How We Choose to Invest: Margin Call (The Movie)

By : March 12, 2012: Category Inspirations, Living with the Times

Optioning our talents is a serious matter.

Nominated for best screenplay in the 2012 Academy Awards, J.C. Chandor’s sleeper hit film Margin Call, elevates entertainment to the level of education. With its story spun around the recent financial crisis, we are placed at the epicenter of a drama of investment bankers whose greed and corruption comes straight out of the Darwinian school of Economics.

As social commentary, the film is a more than an indictment of some unregulated business practices or absent business ethics.  With the bulk of their investments irresponsibly levered, the market goes through a series of convulsions which take it far from equilibrium. The company’s trading algorithm fails as we are faced with the Big One—the ‘black swan’ event of a lifetime. The sky is falling.

To make matters worse, since no one likes the bearer of bad news, the top tier management decide to shoot the messenger who is the character of Eric Dale played by Stanley Tucci. Having caught a glimpse of the impending doom, only to be fired, the ‘prophet as analyst’ cannot fully deliver his warning to the people and retires back to his home where he begins to reevaluate everything in his life.

We catch back up with him much later in the film as the frantic team, scrambling to come to terms with the grim reality of an inescapable market maelstrom, is seeking answers. This one moment, sitting on the steps of his brownstone with his co-worker (Will Emerson as played by Paul Bettany), is for me the climax of blindness bumping into insight.

Here is the excerpt from the script:

ERIC

Did you know I built a bridge once?

 

WILL

Well…

 

ERIC

I was an engineer by trade.

 

It goes from Dilles Bottom, Ohio to Moundsville West Virginia. It spans 912 feet over the Ohio river.

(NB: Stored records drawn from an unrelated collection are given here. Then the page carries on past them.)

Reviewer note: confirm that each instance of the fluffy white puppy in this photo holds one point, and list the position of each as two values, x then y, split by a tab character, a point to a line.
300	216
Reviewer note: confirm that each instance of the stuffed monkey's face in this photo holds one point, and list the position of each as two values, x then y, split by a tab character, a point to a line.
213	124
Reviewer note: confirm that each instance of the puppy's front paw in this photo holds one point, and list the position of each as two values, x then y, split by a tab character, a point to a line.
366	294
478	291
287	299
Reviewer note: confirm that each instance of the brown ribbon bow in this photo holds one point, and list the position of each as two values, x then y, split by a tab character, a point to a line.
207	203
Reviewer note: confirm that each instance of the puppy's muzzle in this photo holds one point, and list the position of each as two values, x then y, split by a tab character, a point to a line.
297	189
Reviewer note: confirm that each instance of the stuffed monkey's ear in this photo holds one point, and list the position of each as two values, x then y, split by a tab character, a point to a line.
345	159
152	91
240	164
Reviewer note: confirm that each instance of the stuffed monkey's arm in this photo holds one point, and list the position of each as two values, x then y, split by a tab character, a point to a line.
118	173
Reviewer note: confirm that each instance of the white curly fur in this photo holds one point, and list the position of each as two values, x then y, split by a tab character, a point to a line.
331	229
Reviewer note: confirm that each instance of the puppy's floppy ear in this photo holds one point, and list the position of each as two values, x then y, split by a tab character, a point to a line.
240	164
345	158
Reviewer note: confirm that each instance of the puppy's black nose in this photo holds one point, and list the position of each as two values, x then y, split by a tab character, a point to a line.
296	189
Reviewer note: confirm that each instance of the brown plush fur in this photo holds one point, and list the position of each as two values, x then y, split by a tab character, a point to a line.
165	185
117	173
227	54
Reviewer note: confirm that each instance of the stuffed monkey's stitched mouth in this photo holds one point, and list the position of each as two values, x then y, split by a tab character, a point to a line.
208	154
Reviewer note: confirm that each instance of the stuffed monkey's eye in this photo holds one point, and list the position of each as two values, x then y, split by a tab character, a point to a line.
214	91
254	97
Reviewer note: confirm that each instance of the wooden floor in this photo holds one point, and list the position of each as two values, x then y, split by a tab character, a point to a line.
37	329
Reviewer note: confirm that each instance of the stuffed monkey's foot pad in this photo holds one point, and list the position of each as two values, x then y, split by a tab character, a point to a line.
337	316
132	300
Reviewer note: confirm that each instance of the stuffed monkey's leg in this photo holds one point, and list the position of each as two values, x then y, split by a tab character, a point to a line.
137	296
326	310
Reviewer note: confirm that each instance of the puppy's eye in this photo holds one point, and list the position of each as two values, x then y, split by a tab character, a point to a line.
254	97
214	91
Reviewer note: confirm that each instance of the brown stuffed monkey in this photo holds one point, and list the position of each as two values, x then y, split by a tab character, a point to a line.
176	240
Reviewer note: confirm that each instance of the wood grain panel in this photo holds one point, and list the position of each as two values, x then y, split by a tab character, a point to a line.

Steel through arch design. 12,100 people a day use the thing.

 

It cut out 35 miles each way of extra driving to get from Wheeling to New Martinsville. That’s a combined 847,000 miles of driving a day… and 25,410,000 miles a month and 304,920,000 miles a year saved.

 

Now ERIC’S mind is racing and he is adding up numbers as he goes.

 

ERIC (cont’d) I completed that project in 1986… 22 years ago. Over the life of that one bridge that’s 6 billion… 708 million… 240 thousand miles that haven’t had to be driven! At let’s say… 50 miles an hour that’s 134,164,800 hours… or 559,020 days… so that one little bridge has saved the people of those two communities a combined 1531 years of their lives not wasted in the car… give or take.

For many of us, trying to figure out what we are going to do in life is itself a lifelong pursuit. There are those who need a J-O-B, to bring home the bacon (or some suitable kosher substitute as the case may be). There are those for whom work is less tightly wound around necessity or may even be fully liberated from it. Far from keeping busy and filling time, our deepest desire in our (ideal) work is to climb to the top of Maslow’s hierarchy of needs and experience self-actualization.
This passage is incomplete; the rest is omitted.